Malgré l’ouverture des terrasses à Paris, les petits cafés ne sont «pas sûrs de tenir» – vidéo

300.000 cafés et restaurants rouvrent ce mardi en France. Pourtant, 60.000 d’entre eux, situés en Île-de-France, dernière région en zone orange, voient leur activité limitée aux terrasses. Sputnik a fait le tour du centre historique de Paris pour recueillir les premiers témoignages des cafetiers.
Sputnik

Ce 2 juin au matin, Paris, inimaginable sans ses terrasses de cafés et restaurants, semble retrouver sa physionomie habituelle. Lieu de rencontres amoureuses et de scène de la «vie parisienne», bureau éphémère et open-space, point de brassage de l’opinion publique, les terrasses de la capitale prennent timidement leurs nouveaux points de repère post-pandémiques.

Malgré l’ouverture des terrasses à Paris, les petits cafés ne sont «pas sûrs de tenir» – vidéo

Belle image de «l’art de vivre à la française», la tradition des terrasses est soutenue par l’autorisation de la maire, Anne Hidalgo, de les agrandir sur demande ou d’en créer «gratuitement» sur des places de stationnement.

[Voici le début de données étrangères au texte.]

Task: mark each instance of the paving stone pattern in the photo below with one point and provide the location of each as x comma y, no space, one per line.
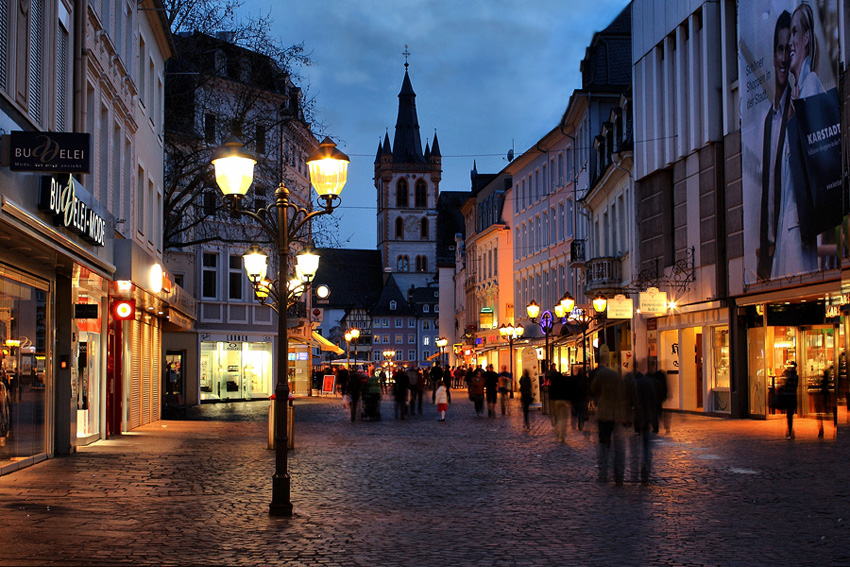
469,491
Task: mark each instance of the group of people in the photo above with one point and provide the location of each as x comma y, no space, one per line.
627,407
408,390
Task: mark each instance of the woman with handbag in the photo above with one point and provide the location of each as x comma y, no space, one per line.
788,396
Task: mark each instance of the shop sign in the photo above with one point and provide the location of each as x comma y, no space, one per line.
60,199
59,152
653,302
620,307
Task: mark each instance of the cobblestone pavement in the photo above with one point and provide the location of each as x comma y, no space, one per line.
468,491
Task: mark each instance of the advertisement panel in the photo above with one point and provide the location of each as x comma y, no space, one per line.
791,152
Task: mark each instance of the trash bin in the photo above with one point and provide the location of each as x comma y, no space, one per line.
290,423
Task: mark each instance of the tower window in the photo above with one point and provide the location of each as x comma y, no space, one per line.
421,194
401,193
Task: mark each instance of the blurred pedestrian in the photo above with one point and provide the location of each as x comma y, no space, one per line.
400,388
442,400
355,387
525,396
788,396
504,390
491,386
476,391
436,380
643,402
558,404
608,390
659,379
825,401
417,387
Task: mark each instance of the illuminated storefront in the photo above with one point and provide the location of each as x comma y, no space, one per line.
236,370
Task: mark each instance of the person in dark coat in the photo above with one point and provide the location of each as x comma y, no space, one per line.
491,386
558,402
643,398
788,393
355,387
400,388
525,396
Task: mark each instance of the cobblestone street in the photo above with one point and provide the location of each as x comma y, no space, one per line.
469,491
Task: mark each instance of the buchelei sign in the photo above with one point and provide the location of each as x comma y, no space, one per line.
59,197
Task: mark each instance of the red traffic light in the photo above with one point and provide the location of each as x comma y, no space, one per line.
124,309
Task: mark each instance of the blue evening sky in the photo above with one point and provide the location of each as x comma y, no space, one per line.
488,75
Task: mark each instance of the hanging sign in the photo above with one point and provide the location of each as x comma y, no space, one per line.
620,307
59,197
653,302
59,152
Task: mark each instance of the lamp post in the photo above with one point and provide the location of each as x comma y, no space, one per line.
234,173
511,333
584,317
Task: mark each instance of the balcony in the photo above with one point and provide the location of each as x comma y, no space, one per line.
577,253
603,275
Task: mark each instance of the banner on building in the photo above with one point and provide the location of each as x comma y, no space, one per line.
790,136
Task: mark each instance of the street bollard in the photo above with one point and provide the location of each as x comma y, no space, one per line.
290,424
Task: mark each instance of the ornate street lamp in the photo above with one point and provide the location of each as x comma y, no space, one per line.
511,333
234,173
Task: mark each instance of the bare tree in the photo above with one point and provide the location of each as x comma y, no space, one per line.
231,77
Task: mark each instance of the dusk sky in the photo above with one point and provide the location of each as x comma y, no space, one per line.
489,75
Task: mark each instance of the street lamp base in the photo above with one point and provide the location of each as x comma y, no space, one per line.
281,504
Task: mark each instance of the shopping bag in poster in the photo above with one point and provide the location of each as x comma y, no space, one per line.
814,143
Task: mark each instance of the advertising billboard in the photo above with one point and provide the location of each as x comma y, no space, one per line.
790,136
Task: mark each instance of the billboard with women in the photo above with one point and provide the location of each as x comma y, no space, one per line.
790,136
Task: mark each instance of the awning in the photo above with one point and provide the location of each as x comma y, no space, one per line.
325,345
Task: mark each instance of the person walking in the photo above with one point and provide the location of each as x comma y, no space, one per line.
608,391
476,391
355,387
558,403
643,401
504,389
442,400
417,386
525,396
400,388
436,379
491,386
788,396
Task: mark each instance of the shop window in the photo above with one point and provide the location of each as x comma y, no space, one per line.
209,276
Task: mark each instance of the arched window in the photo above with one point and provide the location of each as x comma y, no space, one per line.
421,193
421,263
401,193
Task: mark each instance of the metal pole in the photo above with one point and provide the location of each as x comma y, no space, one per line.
281,504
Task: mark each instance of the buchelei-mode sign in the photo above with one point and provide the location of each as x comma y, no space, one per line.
59,197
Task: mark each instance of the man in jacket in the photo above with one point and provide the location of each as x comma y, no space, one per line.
608,389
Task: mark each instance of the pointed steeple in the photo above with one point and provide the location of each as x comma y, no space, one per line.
435,147
407,145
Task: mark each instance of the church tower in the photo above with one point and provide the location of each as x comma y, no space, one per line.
408,184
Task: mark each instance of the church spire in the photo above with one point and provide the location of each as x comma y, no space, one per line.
407,145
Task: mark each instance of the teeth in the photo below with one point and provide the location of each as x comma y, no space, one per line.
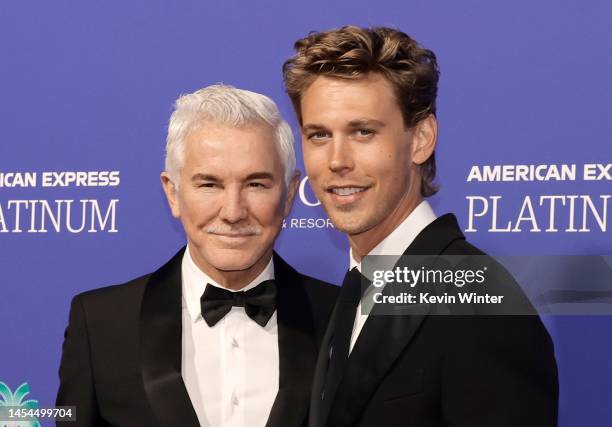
347,191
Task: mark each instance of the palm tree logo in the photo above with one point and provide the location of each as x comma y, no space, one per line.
7,398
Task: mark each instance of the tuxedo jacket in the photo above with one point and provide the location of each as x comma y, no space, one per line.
439,370
121,361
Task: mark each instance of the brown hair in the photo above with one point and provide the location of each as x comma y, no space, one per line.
352,52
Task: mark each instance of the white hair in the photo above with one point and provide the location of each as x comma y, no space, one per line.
226,105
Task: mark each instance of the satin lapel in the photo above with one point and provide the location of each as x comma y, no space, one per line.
296,346
384,338
314,419
161,344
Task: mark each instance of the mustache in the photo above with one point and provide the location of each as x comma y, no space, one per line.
230,230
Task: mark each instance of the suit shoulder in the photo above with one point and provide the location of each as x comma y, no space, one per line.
125,292
462,247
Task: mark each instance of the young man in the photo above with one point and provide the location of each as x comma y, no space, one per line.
366,101
225,333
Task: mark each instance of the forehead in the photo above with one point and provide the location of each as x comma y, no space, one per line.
371,95
227,150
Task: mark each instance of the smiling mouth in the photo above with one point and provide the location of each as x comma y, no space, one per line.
346,191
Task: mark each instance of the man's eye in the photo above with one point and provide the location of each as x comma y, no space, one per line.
365,132
318,135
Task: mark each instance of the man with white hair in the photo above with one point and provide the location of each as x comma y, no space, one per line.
226,333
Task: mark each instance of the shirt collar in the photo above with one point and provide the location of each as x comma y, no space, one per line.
195,282
403,235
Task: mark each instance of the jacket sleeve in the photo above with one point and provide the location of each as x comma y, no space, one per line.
75,372
502,373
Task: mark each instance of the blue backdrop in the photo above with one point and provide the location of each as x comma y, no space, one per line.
89,86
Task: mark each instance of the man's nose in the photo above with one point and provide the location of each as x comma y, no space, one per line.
340,156
234,208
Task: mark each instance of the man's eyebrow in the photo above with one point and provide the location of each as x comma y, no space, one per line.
204,177
260,175
366,123
312,127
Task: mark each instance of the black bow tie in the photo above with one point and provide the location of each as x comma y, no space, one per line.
259,302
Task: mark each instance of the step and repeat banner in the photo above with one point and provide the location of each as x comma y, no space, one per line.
86,90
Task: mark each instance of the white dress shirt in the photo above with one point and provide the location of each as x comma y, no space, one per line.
394,244
230,370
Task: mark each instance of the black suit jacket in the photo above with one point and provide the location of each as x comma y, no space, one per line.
440,370
121,361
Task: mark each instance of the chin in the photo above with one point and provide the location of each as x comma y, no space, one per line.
233,264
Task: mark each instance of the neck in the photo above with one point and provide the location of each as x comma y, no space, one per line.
234,280
363,243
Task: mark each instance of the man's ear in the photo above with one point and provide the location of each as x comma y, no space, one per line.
170,188
424,139
291,192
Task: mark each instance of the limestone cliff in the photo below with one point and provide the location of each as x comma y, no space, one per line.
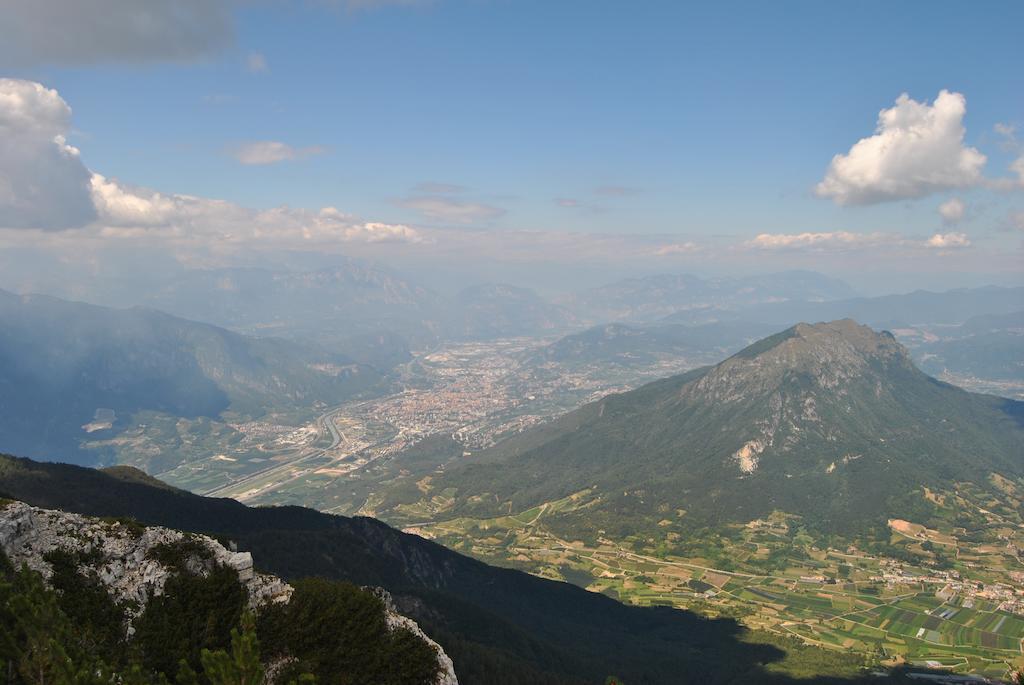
125,556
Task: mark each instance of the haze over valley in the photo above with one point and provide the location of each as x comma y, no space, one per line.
427,342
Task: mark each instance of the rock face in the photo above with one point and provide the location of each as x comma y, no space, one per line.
125,563
394,619
125,555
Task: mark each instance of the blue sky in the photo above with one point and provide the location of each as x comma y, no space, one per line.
702,122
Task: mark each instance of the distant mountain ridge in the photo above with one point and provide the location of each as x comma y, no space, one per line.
953,306
69,370
654,297
830,421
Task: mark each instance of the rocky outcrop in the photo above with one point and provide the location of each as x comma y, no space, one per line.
445,675
123,556
126,558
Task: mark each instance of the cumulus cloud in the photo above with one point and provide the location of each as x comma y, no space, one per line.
952,211
130,212
947,241
120,206
677,249
918,148
43,182
448,209
842,241
256,62
76,32
614,190
1016,220
434,186
271,152
820,241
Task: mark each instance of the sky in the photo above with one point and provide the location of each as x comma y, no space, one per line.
542,142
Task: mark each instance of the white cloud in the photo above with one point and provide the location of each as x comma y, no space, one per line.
677,249
614,190
77,32
434,186
119,206
1017,166
952,211
1007,130
127,212
947,241
271,152
455,211
256,62
819,241
1017,220
43,183
918,148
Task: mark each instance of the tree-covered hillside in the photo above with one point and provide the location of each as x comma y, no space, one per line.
832,422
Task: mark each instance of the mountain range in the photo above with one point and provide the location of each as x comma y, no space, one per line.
70,371
499,626
830,422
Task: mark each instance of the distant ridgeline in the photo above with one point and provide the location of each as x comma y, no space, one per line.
499,626
71,371
830,422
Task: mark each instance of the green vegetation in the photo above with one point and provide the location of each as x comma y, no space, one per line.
830,422
500,627
197,633
906,594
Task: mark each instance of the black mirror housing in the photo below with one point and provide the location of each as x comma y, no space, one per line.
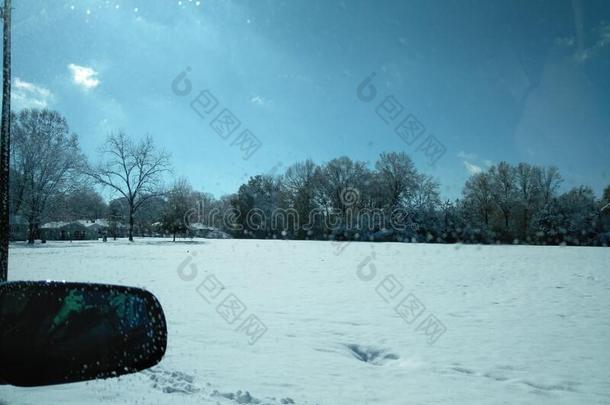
62,332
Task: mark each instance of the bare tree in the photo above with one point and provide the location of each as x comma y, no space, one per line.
47,159
397,178
5,140
529,190
180,198
134,170
504,190
477,193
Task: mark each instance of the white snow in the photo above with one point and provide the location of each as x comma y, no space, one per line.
523,324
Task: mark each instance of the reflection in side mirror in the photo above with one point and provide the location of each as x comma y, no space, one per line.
55,332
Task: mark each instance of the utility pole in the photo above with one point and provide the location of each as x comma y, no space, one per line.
5,140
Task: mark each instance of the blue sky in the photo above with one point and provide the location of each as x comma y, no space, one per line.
521,81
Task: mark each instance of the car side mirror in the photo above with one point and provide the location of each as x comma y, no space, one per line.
60,332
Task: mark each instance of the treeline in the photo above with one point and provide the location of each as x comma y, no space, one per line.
341,199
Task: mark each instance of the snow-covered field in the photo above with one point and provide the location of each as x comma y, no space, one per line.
523,324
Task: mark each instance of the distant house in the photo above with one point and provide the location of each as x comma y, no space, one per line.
61,230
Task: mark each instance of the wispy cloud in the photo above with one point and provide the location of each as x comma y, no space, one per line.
29,95
467,156
84,76
472,168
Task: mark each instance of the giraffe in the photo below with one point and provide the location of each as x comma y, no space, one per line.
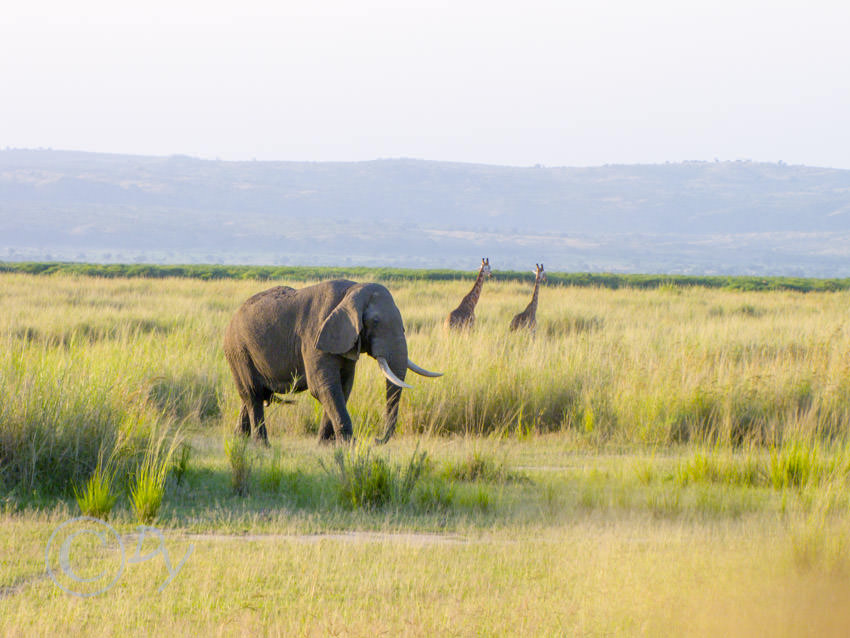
528,317
463,317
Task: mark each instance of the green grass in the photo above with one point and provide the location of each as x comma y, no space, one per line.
662,461
97,497
667,283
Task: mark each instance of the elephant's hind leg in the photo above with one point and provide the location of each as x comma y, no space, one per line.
244,422
258,420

L’ombre de la faillite plane sur les quartiers touristiques

Une fois la déclaration sur la dimension de la terrasse et le nombre de tables déposée en mairie, la terrasse est gérée en conformité stricte avec les règles sanitaires: un mètre de distance entre chaque table, «même plus, parce que ça ne sert à rien d’en mettre trop sur un petit trottoir», explique Patrick à Sputnik. Le gérant du «Café de la Colonnade», une brasserie parisienne près du Louvre se montre modérément enthousiaste.

«Même si depuis ce matin, il n’y a personne, parce que nous sommes dans la zone touristique, ça permet de voir le quartier s’ouvrir», confie Patrick, philosophe, à Sputnik.

Sans travail pendant toute la durée de confinement, le gérant prend son mal en patience. Mais son sourire bienveillant est triste: «On a perdu 100% de notre chiffre d’affaires et la moitié de notre trésorerie. On n’est pas sûrs de tenir.»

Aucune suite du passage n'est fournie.